祭神は賀茂別雷神の母神である玉依媛命(玉依日売)と、この女神の父神である賀茂建角身命。下鴨神社の正称を賀茂御祖神社と言うのは、上賀茂神社に祀られている賀茂別雷神の祖(母と祖父)が祀られているからだ。
鎮座地は京都盆地北東部の下鴨で、北東から流れて来る高野川と北西から流れて来る賀茂川が合流する地点の北側である。合流地点から下流は鴨川だ。賀茂川を基準に見るならば、上流のほとりに上賀茂神社が、下流のほとりに下鴨神社が鎮座しているということになる。やや余談になるが、2社を併記する場合、ふつうなら上→下の順で「上賀茂神社・下鴨神社」と書きたいところだが、賀茂神社の場合は、祭神の親→子の順で「下鴨神社・上賀茂神社」「下・上賀茂社」などと書くのが通である。

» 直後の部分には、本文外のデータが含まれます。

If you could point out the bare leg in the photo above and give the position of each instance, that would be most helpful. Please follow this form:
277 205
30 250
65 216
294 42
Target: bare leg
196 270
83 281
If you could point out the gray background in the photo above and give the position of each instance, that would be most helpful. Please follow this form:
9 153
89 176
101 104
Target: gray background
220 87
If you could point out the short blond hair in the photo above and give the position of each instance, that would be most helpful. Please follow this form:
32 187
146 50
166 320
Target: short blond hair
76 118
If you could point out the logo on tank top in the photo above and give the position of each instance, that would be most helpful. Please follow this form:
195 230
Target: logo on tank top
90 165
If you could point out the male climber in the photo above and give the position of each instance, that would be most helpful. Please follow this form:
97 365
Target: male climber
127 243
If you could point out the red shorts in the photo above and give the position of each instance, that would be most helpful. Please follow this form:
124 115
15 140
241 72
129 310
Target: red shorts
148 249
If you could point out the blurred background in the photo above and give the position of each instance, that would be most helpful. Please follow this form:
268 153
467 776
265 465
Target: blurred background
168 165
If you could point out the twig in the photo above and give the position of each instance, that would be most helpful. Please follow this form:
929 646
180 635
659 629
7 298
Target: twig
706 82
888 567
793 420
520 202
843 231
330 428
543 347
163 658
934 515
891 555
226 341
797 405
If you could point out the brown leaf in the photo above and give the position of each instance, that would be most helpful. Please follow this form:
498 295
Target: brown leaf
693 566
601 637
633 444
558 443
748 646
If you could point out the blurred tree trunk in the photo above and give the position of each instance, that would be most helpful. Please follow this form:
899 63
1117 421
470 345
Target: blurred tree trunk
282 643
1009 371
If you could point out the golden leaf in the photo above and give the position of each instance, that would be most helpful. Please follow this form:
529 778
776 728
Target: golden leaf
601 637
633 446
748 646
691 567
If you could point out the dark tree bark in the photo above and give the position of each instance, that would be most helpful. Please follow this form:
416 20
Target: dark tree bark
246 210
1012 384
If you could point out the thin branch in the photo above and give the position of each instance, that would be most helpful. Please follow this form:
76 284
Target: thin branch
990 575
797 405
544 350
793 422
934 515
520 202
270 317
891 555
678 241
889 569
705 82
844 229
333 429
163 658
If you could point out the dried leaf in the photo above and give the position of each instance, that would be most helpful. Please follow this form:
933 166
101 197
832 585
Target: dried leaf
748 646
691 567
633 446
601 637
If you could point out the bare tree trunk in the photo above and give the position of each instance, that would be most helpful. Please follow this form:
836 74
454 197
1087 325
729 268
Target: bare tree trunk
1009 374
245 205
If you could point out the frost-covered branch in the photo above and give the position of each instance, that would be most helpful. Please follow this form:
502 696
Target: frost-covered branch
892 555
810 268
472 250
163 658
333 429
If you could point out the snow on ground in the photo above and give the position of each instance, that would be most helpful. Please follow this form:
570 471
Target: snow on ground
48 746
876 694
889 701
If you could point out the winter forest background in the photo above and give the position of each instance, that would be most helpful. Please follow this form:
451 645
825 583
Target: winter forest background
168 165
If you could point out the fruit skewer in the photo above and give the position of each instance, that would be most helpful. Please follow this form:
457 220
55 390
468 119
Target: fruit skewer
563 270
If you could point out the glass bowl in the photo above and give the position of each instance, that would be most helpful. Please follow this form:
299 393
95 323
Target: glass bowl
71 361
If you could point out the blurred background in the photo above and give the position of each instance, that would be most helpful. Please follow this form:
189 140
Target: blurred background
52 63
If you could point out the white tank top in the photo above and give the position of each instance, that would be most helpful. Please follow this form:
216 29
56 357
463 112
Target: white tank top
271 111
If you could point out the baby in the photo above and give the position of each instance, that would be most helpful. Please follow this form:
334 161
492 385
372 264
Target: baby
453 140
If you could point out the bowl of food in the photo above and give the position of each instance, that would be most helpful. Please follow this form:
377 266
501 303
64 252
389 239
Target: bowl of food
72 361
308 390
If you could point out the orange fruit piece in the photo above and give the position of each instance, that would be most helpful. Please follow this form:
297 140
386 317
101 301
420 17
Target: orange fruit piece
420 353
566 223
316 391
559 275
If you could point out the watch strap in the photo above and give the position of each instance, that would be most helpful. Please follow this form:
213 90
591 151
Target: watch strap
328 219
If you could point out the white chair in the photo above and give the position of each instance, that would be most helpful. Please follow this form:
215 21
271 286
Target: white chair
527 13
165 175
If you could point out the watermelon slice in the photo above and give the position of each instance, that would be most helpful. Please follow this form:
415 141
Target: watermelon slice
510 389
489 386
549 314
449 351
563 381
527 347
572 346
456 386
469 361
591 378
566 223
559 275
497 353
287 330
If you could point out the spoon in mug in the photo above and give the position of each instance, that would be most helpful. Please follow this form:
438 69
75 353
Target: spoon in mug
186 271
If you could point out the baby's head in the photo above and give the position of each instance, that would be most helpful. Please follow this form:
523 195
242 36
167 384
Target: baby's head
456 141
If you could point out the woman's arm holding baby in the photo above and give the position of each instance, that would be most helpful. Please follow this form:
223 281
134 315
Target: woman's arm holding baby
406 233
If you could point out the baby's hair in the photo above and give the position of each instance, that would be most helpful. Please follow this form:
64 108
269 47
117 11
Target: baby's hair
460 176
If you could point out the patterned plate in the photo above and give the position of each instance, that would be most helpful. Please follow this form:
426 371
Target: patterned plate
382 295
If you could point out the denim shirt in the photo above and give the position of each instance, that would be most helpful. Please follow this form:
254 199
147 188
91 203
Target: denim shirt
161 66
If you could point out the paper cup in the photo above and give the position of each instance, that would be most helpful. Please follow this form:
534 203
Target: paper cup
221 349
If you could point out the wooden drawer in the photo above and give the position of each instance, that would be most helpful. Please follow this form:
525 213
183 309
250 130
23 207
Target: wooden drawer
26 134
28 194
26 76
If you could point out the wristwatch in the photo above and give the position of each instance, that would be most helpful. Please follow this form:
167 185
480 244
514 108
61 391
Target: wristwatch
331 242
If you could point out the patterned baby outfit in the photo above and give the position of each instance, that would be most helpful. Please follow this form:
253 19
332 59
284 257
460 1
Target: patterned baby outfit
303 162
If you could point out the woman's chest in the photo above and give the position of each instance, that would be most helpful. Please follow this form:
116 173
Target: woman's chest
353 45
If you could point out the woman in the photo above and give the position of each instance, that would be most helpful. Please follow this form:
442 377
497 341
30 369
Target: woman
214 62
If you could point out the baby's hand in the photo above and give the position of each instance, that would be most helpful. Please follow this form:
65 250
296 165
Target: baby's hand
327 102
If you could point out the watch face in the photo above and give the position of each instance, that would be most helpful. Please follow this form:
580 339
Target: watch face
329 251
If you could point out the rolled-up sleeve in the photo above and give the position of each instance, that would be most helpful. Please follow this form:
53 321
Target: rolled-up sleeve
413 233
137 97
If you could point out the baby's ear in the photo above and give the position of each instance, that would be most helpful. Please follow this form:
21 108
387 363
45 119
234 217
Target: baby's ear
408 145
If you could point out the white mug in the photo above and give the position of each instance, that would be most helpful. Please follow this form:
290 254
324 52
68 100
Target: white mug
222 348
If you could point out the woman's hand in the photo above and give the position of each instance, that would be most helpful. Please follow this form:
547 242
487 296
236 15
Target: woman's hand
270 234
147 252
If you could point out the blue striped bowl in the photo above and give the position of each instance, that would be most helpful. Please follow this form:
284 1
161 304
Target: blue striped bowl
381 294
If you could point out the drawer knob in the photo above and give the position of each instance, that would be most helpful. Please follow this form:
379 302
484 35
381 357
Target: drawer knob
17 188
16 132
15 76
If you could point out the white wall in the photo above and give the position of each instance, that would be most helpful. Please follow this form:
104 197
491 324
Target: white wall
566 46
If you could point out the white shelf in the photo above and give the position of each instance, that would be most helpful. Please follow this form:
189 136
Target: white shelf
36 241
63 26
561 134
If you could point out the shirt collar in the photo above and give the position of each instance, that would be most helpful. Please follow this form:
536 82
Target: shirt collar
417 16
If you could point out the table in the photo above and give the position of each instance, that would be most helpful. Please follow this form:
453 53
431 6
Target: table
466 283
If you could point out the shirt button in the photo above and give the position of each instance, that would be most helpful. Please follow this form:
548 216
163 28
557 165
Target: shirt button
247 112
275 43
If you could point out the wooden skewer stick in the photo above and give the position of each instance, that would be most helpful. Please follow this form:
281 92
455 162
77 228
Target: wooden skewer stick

広い境内は「糺の森」と呼ばれる鬱蒼とした原生林に覆われている。ムクノキ、エオノキ、ケヤキなどのニレ科の落葉広葉樹が中心で、森の下を4本の清らかな小川(泉川、瀬見の小川、御手洗川、奈良の小川)が流れている。本社本殿は森を南北に貫く表参道を北に進んだ先にある。
境内地は、高野川と賀茂川の氾濫によって形成された豊かな土壌をもつ三角形状の州の中に位置している。現在では住宅地や車道に囲まれているが、往古には糺の森がつくる森厳な神域の東西は、高野川・賀茂川それぞれの岸辺にまで広がっていたはずだ。日本有数の古社として知られる奈良の大神神社が、三輪山を背に、合流する巻向川と初瀬川に囲まれた三角状のエリア内に鎮座していることを考えると、意味深な符合である。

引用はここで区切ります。